Mustache template for JSON keys containing spaces and .'s

Hi Everyone–

I am trying to get stock info with a webhook. My query returns the following JSON:

{
  "Global Quote": {
    "01. symbol": "^DJI",
    "02. open": "25261.4700",
    "03. high": "25441.4300",
    "04. low": "25261.4700",
    "05. price": "25429.6100",
    "06. volume": "141020593",
    "07. latest trading day": "2018-11-05",
    "08. previous close": "25270.8300",
    "09. change": "158.7793",
    "10. change percent": "0.6283%"
  }
}

I cannot for the life of me figure out how to write the response template so I get only one item. What’s screwing me up is the key format. If I remove the .'s from the keys, {{#Global Quote}}{{01 symbol}}{{/Global Quote}} will get the ^DJI value. If I keep the .'s, no dice. I’ve tried formatting like {{['01. symbol']}} and pretty much every variation on that theme. Does anyone have any suggestions? Thank you!

I'm not sure whether this was addressed alreaedy, but I remember several discussions about dots breaking webhook JSON validation
https://community.particle.io/search?q=json%20dot

This may be worth following up with @Dave as he saw it as a bug on Particle's end back in this post

I’m almost certain this is impossible. Mustache template selectors don’t support escaping, and spaces seem to cause problems, and dot is completely not going to work because it’s the path separator for nested objects.

Assuming this is the result from the webhook you probably can pass it all the way back to the device as a string and do a brute-force parsing on the device.

(The other issue, where you can’t send up a key with a . in it is true because the request data is stored in a Javascript object, which can’t have a key with a . in it. Actually, Javascript object keys can only be a Unicode letter character, _ or $. But that shouldn’t matter for a response as long as you send the whole response back as a string.)

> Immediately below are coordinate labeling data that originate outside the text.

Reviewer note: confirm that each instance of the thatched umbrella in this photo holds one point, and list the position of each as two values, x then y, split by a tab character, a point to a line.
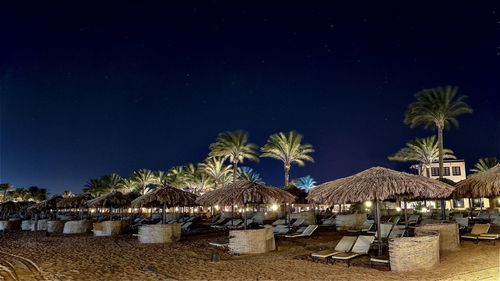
245	192
77	201
45	205
482	184
114	199
8	207
167	197
379	184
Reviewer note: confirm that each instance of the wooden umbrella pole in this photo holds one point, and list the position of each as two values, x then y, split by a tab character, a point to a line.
379	237
406	213
245	226
164	214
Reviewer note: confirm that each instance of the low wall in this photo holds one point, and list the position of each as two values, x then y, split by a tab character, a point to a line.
26	224
55	226
109	228
253	241
414	253
348	221
309	217
159	233
449	238
260	217
75	227
41	226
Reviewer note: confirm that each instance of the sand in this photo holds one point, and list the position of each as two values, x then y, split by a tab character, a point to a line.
83	257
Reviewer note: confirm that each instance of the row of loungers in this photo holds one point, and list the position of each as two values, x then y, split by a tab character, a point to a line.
480	232
348	248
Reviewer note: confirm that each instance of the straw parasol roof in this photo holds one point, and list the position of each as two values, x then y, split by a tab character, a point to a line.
243	192
48	204
169	196
483	184
379	183
75	201
8	207
114	199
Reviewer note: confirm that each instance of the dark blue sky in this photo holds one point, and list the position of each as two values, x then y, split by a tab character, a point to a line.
91	89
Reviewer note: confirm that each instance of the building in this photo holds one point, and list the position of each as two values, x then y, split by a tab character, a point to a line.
455	170
452	169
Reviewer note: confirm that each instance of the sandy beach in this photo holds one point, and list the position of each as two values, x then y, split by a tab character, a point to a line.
84	257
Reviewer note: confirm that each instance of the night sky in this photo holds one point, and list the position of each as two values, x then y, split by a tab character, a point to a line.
91	89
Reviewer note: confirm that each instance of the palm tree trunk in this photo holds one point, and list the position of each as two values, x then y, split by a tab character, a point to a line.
441	164
287	171
235	171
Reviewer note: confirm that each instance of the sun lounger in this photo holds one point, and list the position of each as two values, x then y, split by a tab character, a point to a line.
306	233
345	245
360	248
476	231
279	222
385	230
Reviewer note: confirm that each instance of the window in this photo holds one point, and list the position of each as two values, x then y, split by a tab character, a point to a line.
435	172
446	171
456	171
458	203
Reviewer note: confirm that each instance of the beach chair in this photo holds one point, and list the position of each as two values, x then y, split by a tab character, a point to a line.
248	223
397	231
278	222
345	245
360	248
476	231
367	225
385	230
306	233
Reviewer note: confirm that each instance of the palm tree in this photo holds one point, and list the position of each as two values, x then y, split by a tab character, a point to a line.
67	194
289	149
4	188
196	179
94	186
176	176
219	172
127	185
485	164
306	183
111	182
234	146
247	173
424	151
143	178
437	108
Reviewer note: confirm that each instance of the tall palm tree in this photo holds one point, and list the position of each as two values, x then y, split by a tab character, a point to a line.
111	182
485	164
95	187
196	179
176	176
143	178
247	173
306	183
424	151
437	108
234	146
215	168
4	188
127	185
289	149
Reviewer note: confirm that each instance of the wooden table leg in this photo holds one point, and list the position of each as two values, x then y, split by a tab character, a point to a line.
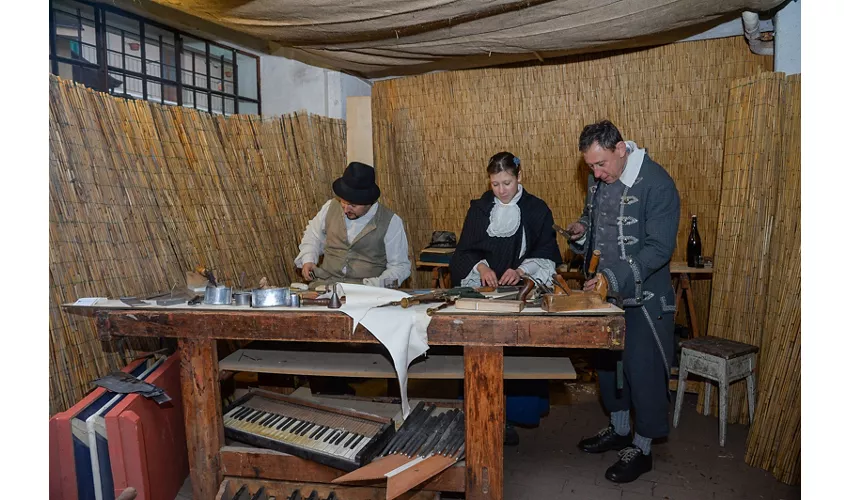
484	405
445	278
202	414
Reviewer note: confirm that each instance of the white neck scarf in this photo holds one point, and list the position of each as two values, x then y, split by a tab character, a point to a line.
505	217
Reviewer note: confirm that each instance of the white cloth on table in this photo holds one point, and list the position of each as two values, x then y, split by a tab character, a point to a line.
404	332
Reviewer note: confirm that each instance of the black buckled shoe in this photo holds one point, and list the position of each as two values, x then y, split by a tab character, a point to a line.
605	440
631	465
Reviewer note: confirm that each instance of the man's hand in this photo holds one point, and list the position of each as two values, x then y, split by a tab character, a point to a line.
488	276
576	230
307	271
511	277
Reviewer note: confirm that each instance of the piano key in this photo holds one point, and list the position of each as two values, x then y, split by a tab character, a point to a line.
275	421
232	411
351	440
241	413
255	418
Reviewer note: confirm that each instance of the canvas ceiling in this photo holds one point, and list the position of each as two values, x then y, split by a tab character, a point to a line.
375	38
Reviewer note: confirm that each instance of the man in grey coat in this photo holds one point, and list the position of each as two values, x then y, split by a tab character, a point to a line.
631	215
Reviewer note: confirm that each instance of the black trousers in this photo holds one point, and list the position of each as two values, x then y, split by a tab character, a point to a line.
646	370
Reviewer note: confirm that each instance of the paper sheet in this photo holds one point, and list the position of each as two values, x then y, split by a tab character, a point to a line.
404	332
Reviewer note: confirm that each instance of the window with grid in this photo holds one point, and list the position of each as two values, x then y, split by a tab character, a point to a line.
127	56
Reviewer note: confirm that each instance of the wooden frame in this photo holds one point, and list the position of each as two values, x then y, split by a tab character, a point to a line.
483	337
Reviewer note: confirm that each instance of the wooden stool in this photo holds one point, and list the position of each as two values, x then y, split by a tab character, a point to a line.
723	361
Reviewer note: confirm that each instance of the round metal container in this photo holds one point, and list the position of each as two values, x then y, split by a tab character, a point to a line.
269	297
242	298
217	296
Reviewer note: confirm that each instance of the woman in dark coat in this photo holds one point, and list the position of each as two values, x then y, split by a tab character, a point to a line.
507	234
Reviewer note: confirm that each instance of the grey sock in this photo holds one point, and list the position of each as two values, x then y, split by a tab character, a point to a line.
642	443
620	421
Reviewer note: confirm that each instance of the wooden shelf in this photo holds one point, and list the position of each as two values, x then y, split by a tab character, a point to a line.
367	365
244	462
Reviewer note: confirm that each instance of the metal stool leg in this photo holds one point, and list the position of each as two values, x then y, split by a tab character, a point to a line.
751	394
723	403
680	392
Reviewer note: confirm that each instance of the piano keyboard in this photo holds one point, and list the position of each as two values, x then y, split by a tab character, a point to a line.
344	439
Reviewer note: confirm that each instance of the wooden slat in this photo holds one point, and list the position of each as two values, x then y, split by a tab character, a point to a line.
267	464
202	414
358	134
283	489
366	365
583	332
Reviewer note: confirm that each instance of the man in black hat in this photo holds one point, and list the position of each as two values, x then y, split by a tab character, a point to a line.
362	240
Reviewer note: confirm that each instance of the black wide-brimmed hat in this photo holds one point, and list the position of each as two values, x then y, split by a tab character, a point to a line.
357	184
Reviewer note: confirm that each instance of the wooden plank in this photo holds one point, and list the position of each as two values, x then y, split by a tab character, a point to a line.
583	332
682	267
283	489
267	464
484	402
367	365
202	414
358	129
514	306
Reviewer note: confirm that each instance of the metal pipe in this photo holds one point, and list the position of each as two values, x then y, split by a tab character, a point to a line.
753	34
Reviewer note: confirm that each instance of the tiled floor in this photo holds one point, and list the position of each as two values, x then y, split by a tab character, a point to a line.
691	465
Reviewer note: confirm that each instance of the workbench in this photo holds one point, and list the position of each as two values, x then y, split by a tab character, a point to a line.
483	337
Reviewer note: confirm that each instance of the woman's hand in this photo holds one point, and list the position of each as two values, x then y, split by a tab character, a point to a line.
307	271
488	276
511	277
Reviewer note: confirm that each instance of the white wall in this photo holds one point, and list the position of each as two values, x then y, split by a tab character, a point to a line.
787	40
288	85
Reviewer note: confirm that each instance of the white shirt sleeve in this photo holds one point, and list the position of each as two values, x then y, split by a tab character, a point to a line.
539	269
473	279
313	242
398	261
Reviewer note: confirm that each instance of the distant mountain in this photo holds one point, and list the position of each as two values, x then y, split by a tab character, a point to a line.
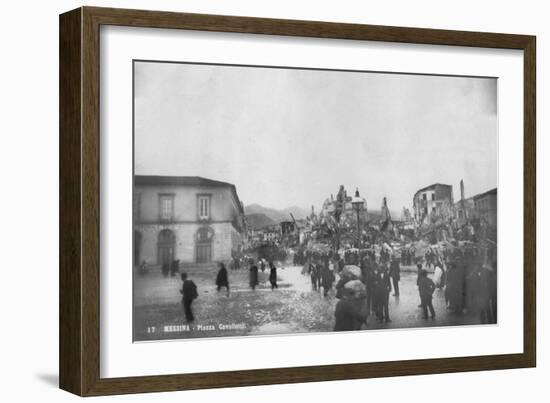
259	220
276	215
299	213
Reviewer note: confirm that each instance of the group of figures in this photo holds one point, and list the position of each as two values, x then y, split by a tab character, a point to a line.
189	290
469	284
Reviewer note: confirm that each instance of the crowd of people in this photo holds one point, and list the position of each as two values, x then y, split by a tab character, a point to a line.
467	281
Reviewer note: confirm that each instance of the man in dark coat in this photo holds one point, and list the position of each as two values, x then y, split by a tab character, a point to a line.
370	284
327	278
189	293
222	279
273	276
395	275
174	267
426	289
348	313
382	295
253	277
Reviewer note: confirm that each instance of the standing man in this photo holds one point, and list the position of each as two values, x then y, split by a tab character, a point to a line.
253	276
273	276
348	313
426	289
222	279
189	293
327	277
382	295
395	275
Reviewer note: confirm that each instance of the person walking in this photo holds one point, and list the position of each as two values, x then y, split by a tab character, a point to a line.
395	275
426	289
273	276
382	295
327	278
253	276
348	313
189	293
222	279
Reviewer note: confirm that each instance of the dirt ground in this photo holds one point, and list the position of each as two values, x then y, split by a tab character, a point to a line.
292	308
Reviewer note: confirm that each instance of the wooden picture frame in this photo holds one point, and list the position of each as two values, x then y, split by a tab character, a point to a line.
80	199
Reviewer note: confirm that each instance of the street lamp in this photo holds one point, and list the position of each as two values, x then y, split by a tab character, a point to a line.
358	203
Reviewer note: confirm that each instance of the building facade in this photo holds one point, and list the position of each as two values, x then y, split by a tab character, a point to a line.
433	202
486	206
187	218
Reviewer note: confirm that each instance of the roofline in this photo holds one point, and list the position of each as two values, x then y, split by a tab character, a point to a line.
432	186
480	195
168	180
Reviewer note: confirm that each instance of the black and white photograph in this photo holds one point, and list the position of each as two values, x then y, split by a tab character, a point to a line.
273	200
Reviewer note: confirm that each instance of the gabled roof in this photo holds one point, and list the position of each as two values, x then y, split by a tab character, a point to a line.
178	181
431	187
489	192
159	180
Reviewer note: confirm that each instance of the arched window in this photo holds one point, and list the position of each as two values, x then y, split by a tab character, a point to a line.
166	247
137	247
204	239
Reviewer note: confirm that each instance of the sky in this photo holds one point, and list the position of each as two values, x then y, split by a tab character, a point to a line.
291	137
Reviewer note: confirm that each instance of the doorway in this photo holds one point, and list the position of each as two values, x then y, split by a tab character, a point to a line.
166	247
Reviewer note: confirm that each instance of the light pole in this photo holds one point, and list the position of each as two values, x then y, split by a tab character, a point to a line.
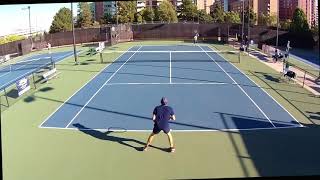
242	21
74	39
117	12
30	34
277	24
248	24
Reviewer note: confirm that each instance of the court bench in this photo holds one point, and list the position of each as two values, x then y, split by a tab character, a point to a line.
93	51
50	74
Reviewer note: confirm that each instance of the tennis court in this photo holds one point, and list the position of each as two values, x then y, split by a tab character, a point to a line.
206	91
9	74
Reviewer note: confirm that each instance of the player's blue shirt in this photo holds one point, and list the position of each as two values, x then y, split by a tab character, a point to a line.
163	114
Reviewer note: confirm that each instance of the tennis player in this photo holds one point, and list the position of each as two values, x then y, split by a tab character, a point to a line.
195	38
161	116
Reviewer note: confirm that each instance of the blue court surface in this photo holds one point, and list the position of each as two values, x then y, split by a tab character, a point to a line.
11	73
206	92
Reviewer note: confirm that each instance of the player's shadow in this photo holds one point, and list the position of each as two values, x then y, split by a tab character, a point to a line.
121	140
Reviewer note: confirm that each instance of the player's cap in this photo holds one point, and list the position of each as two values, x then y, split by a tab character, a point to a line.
164	101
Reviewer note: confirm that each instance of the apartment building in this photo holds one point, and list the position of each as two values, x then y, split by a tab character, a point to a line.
204	4
287	8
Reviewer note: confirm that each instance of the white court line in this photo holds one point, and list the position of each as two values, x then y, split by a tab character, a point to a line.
170	68
264	114
263	90
202	130
76	92
137	83
100	89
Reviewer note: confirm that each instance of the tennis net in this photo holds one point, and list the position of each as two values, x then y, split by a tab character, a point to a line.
27	65
174	56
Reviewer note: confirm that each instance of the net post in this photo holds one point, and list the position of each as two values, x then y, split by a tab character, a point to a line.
101	58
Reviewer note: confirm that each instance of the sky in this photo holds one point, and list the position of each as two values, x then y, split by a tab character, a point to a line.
13	17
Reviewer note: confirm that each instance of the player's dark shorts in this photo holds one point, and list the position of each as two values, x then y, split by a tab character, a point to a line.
157	129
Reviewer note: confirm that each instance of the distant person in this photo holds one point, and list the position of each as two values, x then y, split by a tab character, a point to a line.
275	56
195	38
161	116
49	48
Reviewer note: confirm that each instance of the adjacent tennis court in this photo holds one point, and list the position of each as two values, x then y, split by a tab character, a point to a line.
9	74
207	92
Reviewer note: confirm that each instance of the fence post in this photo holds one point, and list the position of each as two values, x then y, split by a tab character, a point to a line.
101	58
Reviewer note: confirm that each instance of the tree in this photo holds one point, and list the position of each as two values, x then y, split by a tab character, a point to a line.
285	24
148	14
108	19
232	17
167	12
188	10
315	30
204	17
299	22
299	30
218	13
266	19
252	15
61	21
138	18
11	38
127	11
84	15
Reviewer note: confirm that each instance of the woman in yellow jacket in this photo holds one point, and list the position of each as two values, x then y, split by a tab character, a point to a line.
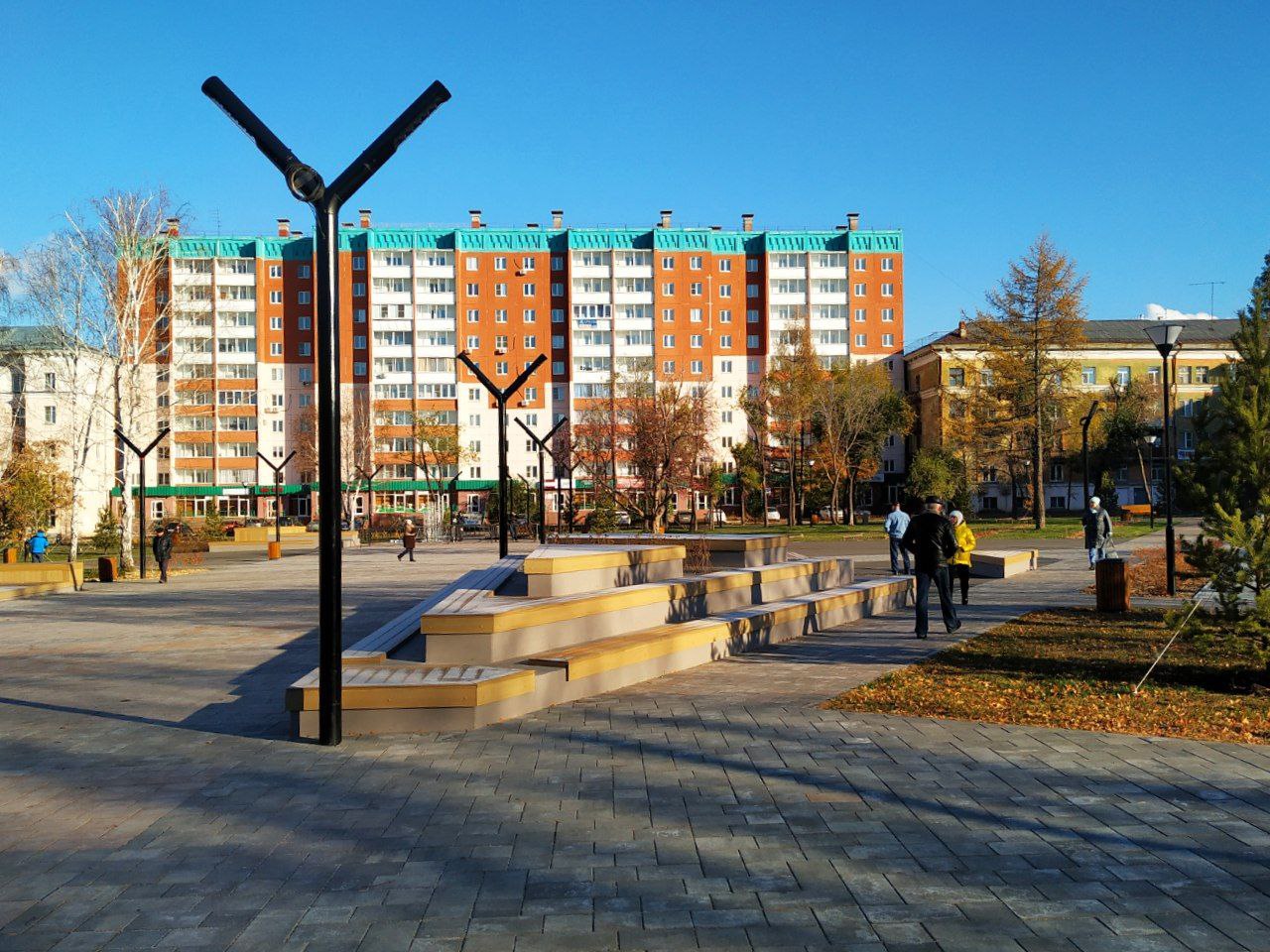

@rickkas7, this is what I thought, but after feeding the above JSON into multiple online validators, they all came back with verdict VALID

https://jsonlint.com/
https://jsonformatter.curiousconcept.com
https://codebeautify.org/jsonvalidator
https://www.jsonschemavalidator.net/

It’s valid JSON to have almost any character in the key, but it’s not valid Javascript.

There is a valid argument that the data should be able to be all valid JSON, not all valid Javascript objects, but that’s not the way it’s implemented for request data, because it’s stored and manipulated as Javascript objects.